Teams that succeed plan for the 85% from week one. Teams that fail are still surprised by it in month nine.
Eval before model
The single most reliable predictor of whether an enterprise AI project ships is whether the team built an evaluation harness before they picked a model. We have stopped doing engagements where the client wants to "just try GPT first and figure out evals later." Without an eval, you cannot tell if the model is getting better. Without that signal, every release becomes an argument.
A good eval is small, opinionated, and owned by the people who care about the outcome. Twenty examples, hand-graded by a domain expert, beat two thousand auto-generated examples graded by a weaker model. The eval is the contract.
Build versus buy is the wrong frame
The interesting question is not "build or buy." It is "where in the stack do we want to differentiate?" Most teams should buy infrastructure (inference, vector DBs, observability) and build the parts that touch their domain (the eval, the data, the workflow). Inverting that — building infrastructure, buying domain logic — is how organizations end up with both a six-figure inference bill and a chatbot their customers find useless.

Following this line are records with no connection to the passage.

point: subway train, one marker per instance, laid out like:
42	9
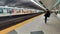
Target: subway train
9	11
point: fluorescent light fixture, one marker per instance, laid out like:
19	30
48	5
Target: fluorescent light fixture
38	4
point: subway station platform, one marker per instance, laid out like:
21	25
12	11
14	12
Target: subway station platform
38	24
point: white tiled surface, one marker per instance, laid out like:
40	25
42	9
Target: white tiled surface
52	27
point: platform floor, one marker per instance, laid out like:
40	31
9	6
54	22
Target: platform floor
38	24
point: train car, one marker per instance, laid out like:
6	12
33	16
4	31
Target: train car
10	11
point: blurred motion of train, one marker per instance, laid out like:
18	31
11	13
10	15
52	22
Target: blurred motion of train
9	11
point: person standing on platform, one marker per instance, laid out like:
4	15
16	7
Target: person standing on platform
47	14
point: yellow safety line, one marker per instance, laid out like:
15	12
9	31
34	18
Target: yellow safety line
17	25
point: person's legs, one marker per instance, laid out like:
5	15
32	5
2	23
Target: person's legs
45	20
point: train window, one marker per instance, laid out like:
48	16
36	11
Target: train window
1	10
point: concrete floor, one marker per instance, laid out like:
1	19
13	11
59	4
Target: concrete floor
52	26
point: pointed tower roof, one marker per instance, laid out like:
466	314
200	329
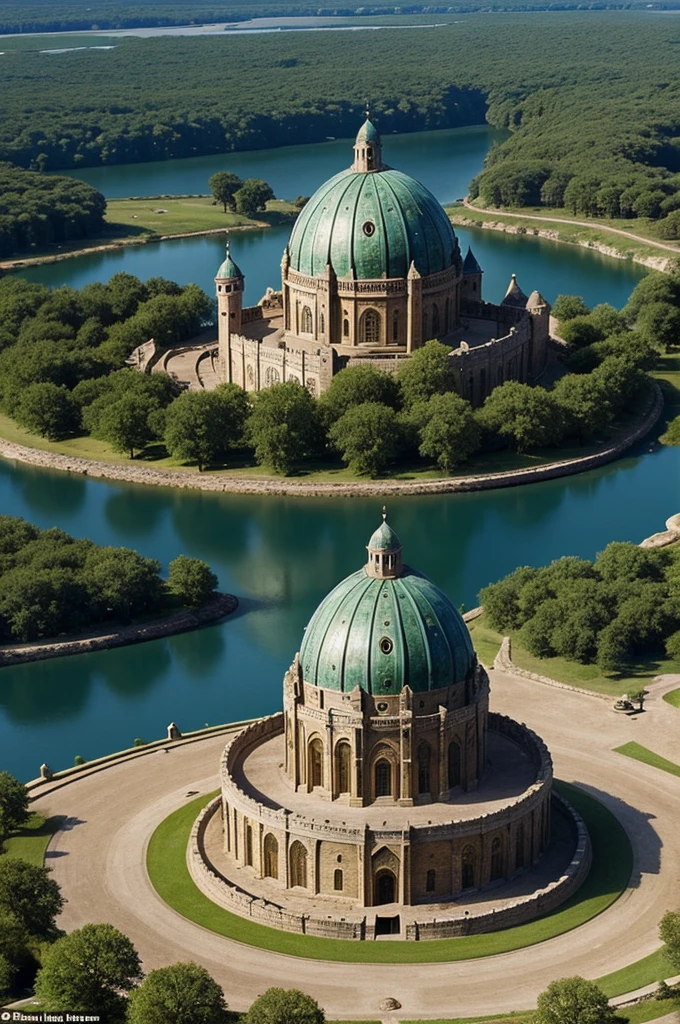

Agentic systems are not magic
The agent narrative has gotten ahead of the agent reality. Production agents that run unattended over real data are a research problem, not a checkbox feature. The teams getting value from agentic patterns are the ones using them as a careful augmentation of a human workflow — escalating to a person at every uncertain step, with full audit trails — not as autonomous systems.
If your agent demo includes the phrase "and then it just figures out what to do," budget for at least six months of additional engineering before that becomes true in production.
Governance is a release schedule
The mistake is to treat governance as a separate workstream. The teams that ship treat it as part of the release process: every model change goes through the eval, every prompt change is versioned, every deployment is observable. Governance becomes a tooling problem, not a committee.
A useful test: if your security team had to explain how your AI system makes a single specific decision, could you do it in under thirty minutes? If the answer is no, you have a governance gap, regardless of how many policies are written down.
The enterprises shipping AI well in 2026 look more like the ones who shipped microservices well in 2018: small teams, fast iteration, deep ownership, boring infrastructure underneath.